At the end Day Five, Tom and I had flown cross-country on 18 of the 19 days we had spent at Mifflin in 1998 and 1999. Unfortunately, the streak was interrupted by poor weather for four straight days, setting up a run for the gold on May 27. During these days we had a big controversy over piano smashing. By a vote of 39 to 37 the pianos lost. I was team captain for the Open Smashers. We won the coin toss and beat the 18-meter whippersnappers. I also made the mistake of suggesting the rules for the softball game and ended up in charge. We used Air Force party rules. The offense provides the pitcher who gets to make only one pitch per batter. The goal is to serve up a fat pitch that can be hit. If the batter doesn't get a hit, the batter is out. Each side got to bat 12 people per inning. These rules eliminate arguments over balls and strikes and make the game go fast. We played four innings which ended in a 24 to 24 tie. Given the enthusiasm we decided to declare victory and call it an evening before one of the many competitive players got hurt.

Day Six, May 27, was forecast to be a great ridge and thermal day. I was hoping for a 4-hour Pilot Selected Task with each turn only allowed once. Charlie gave this task to 18-meter Class and challenged us with a 285 miler to Bedford Airport, Nisbet Bridge, Schuylkill Airport, and return. We flew the first leg along Tussey, the seond leg along Bald Eagle Ridge, the third leg in thermals, and the fourth leg in thermals and ridge. It was a close, fun race. We earned 982 points for the day and won the contest by 5 points.

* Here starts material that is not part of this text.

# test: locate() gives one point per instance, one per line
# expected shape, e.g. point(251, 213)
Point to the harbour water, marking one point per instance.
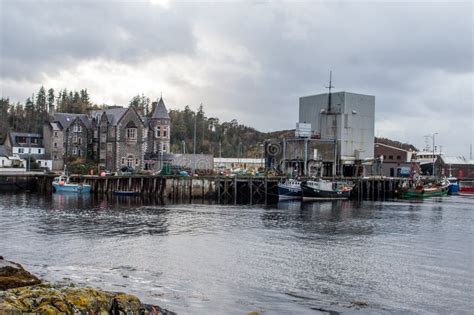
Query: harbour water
point(287, 258)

The closing ceremony was the best ever. Charlie Spratt, Chairman of the SSA Awards Committee, and Karl Striedieck arranged to have the SSA Medallions at Miffllin so they could be presented in an Olympic style ceremony complete with podiums. We especially enjoyed the ceremony which should be the model for all future contests.

I want to dedicate the victory to Jackie and Tom. Jackie has been our all-star crew chief who used last year's spring vacation to sand the wings. Yes, Dear, it was worth more than five points. I've got 965 hours in the F-4 Phantom II which has a crew of two. Tom is the equal of the best F-4 Weapons Systems Officer.

Jackie and Chris were home working (Thanks!) and mothering so our crew was Mike Robison. Mike is a student at Penn State and a member of the PSU Soaring Club. He did an outstanding job. (How outstanding you ask? If he lived closer, he would be allowed to date Julie.) He was assisted for the first week by Kevin Pufpaff, a buddy of Tom's from high school.

My thanks go out to all who made this contest possible. Contest Manager Iris Striedieck again set the example for others; CD Charlie Spratt was at his best; Operations Officers Brian Glick and Paul Weeden kept everything going smoothly; Scorer Mark Maughmer, Jr. did a great job while working long hours; Weather Guesser Richard Kellerman was "cracking good"; GPS Verifier Jacquie Daherty was another busy MVP; Retrieve Director Becky Thompson was kept busy by the 18-Meter Class (During the entire contest, only one open sailplane needed a retrieve. Love those long wings!); Social Directors Joanie and Kori Maughmer made the evenings fun and nourishing; PSU Soaring Club provided all kinds of help; and the locals such as Brian Glick made Mifflin a great place to race and have fun. We sure had a great time and went home with big smiles on our faces.